A few months after leaving Google, the same month that the Google Self-Driving Car project became Waymo, Urmson became one of the co-founders (and CEO) of Aurora Innovation. Joining him in founding the company were Sterling Anderson, who had been the director of Autopilot Programs at Tesla, and Drew Bagnell, who was autonomy architect and perception lead at the Uber Advanced Technology Center.

Google, Tesla and Uber. This is the stuff of proverbial dream teams.

Aurora has announced that it is working with companies including Volkswagen, Hyundai and NVIDIA, working to develop autonomous driving capabilities, creating what Urmson refers to as “the driver.” This encompasses such things as the software and the reference architecture of the hardware. While it will be something of a common platform, Urmson says that automakers will tailor it to meet the needs of their particular vehicles and customers.

Initially, Urmson thinks that autonomous vehicles will be deployed in mobility services applications. As such, initial deployment will be somewhat different than in OEM applications.

That is, there are some people who say that it is necessary to have a fundamental re-architecting of the vehicle’s electrical and electronic architecture. “I don’t think the vehicle architecture needs to start from scratch,” Urmson says of current models. “A lot of the interfaces are there already and we can overlay the autonomous capability.”

He acknowledges, “Over time there may be cost efficiencies from tighter integration,” but he points out that the economics for mobility service applications are different than is the case in the consumer-purchase model.

What is likely to happen is that as the technology moves toward private ownership, which is more price sensitive, the architecture will become more autonomous specific.

When it comes to sensors, with the primary ones being cameras, LiDAR and radar, Urmson believes that early on, “You’ll probably end up using all three because the failure modes are going to be somewhat different for each of them. So you can imagine that if one sensor doesn’t see something, the other two are likely to. That means the likelihood you missed something in the world is low, so the probability is that you are safe on the road.” He notes, however, “Over time, perhaps, our ability to interpret data from a subset of those sensors will be good enough so we can fall back to a smaller number of sensors, but given how much social benefit we can get [from autonomous driving] and the economics involved, getting this to market safely and quickly matters, so using a combination of sensors would be the right answer.”

Another issue related to technology and economics is that of using redundant systems.

Urmson thinks that there may be another way to go. He explains: “What you need to achieve is a level of reliability that meets your safety case. And you might generate that through diversity. For example, having different sets of sensors that do similar things. You might achieve that by limiting the operating environment.”

Urmson continues, “When it comes to computation, you have to look at the failure modes—what are the effects of those and what is the most efficient way to mitigate them?”
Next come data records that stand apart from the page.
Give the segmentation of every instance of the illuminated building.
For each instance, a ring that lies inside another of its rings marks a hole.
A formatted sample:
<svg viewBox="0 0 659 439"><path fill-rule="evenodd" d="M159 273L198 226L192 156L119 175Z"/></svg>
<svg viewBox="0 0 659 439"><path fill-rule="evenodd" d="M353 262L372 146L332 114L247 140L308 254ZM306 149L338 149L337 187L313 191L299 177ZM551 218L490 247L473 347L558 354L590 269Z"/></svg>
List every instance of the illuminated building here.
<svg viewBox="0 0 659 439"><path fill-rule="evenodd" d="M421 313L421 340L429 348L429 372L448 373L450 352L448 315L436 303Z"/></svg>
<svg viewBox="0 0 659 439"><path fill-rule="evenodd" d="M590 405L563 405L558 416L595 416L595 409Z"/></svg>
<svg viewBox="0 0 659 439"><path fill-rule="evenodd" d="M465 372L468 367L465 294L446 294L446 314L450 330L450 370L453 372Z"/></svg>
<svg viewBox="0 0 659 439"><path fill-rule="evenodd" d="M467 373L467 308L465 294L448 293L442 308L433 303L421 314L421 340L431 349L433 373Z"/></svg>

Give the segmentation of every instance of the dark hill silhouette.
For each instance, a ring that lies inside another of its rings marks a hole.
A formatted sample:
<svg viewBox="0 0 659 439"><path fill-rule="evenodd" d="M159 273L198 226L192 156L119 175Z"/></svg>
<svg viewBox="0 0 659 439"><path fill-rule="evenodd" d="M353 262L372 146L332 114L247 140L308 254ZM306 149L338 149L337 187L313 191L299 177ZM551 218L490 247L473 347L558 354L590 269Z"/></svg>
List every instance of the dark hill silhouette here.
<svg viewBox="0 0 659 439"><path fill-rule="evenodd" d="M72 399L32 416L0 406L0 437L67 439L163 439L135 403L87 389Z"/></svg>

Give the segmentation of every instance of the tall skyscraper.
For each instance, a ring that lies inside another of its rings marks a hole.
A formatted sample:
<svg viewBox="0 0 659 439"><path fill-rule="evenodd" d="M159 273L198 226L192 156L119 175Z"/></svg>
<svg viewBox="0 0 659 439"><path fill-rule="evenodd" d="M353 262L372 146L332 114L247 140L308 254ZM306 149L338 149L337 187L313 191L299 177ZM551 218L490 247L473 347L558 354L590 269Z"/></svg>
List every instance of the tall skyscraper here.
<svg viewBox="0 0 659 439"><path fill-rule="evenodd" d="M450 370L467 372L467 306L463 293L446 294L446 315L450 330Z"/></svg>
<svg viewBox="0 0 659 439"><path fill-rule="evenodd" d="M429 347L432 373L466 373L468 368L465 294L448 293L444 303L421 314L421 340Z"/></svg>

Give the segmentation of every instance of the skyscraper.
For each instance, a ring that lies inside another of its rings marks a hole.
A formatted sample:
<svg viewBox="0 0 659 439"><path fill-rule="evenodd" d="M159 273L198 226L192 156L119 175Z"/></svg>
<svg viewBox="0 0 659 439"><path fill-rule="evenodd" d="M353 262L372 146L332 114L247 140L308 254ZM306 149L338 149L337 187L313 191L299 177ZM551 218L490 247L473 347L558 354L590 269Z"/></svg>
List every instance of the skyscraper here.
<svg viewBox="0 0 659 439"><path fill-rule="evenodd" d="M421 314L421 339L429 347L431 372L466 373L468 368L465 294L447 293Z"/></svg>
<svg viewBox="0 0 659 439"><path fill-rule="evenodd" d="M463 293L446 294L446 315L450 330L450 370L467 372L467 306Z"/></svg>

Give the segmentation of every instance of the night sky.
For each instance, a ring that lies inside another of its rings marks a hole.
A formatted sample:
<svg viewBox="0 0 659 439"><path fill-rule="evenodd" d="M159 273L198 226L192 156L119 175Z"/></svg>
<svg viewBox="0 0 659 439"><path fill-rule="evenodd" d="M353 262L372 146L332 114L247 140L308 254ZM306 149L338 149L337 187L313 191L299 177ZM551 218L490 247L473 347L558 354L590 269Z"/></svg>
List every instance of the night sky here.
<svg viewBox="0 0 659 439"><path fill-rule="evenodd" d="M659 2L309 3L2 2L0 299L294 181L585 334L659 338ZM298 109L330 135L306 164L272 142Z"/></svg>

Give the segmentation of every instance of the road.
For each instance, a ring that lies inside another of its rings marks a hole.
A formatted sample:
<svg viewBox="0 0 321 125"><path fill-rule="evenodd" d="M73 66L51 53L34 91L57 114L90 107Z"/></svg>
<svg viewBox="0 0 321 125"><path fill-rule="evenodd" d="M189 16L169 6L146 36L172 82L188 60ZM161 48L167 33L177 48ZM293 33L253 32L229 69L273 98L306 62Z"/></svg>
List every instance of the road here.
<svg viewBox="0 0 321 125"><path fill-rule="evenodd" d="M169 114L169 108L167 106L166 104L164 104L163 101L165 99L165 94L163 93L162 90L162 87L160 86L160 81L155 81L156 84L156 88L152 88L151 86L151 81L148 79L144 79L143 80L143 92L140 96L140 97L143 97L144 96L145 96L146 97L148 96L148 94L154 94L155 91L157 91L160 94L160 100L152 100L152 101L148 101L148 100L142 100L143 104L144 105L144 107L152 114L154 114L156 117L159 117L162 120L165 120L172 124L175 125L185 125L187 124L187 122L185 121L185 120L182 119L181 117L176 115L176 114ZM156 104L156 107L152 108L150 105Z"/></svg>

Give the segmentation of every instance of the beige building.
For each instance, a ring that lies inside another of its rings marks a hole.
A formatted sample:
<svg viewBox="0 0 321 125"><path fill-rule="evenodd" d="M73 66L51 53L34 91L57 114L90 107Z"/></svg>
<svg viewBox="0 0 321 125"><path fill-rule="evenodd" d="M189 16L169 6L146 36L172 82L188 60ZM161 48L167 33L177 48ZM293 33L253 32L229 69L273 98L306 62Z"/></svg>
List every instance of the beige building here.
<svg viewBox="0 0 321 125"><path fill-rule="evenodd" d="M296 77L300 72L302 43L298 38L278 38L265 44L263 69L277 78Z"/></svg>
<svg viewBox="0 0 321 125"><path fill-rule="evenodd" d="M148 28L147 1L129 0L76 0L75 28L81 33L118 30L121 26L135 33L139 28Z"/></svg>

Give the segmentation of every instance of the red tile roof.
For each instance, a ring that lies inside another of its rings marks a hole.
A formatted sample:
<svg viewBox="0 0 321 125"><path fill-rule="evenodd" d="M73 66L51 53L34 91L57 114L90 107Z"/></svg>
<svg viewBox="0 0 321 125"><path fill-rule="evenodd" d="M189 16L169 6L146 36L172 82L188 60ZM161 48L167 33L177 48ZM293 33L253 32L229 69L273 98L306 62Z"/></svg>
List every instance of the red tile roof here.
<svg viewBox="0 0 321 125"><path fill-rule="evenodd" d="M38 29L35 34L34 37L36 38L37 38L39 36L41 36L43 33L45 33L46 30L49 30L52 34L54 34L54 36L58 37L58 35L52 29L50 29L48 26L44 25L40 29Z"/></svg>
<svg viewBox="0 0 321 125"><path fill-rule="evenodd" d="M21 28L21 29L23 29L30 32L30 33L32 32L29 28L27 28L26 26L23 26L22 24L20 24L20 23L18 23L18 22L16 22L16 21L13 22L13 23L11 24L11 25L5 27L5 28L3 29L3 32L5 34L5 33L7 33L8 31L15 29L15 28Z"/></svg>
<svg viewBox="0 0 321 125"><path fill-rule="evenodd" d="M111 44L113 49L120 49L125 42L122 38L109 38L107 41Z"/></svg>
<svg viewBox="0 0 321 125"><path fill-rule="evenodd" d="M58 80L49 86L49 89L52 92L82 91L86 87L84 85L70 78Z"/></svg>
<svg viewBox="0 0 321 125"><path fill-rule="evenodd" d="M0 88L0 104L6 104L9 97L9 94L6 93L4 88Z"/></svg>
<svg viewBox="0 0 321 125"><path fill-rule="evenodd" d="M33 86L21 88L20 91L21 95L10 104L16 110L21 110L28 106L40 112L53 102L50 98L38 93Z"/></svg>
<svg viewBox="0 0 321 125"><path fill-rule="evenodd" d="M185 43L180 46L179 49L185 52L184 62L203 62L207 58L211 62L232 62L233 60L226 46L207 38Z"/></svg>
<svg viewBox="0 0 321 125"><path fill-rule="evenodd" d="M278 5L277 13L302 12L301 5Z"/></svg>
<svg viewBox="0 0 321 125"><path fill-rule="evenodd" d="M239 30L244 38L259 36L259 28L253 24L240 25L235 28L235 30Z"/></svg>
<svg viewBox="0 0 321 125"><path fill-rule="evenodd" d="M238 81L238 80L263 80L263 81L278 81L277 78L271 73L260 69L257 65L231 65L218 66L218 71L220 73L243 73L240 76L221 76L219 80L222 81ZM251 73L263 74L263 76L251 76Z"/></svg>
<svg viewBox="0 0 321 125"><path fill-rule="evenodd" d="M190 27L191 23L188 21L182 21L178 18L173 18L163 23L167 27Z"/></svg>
For example, he points out that if his address book happens to be out for a few minutes, it probably isn’t going to have a devastating effect.

“It may be that redundancy may be the most obvious answer, but there may be ways to achieve high reliability, or at least sufficient reliability, to get to a safe state without being truly redundant. One approach I’ve heard of is that you take a single actuator and you might have multiple windings in that actuator. When it is normally used you get full torque and if one of them burns out, you can detect that and get two-thirds torque.”

There are, he says, “Different ways you can achieve reliability without necessarily going to redundancy.”

Still: “Do I think in practice many of the solutions will end up in redundancy? Probably. But for computation, maybe you divide the workload in a way so that it is OK if it fails because you’re going to bring the vehicle to a safe state.”

Safety—and saving lives—while expanding the access to mobility is key to the mission of Urmson and his Aurora colleagues.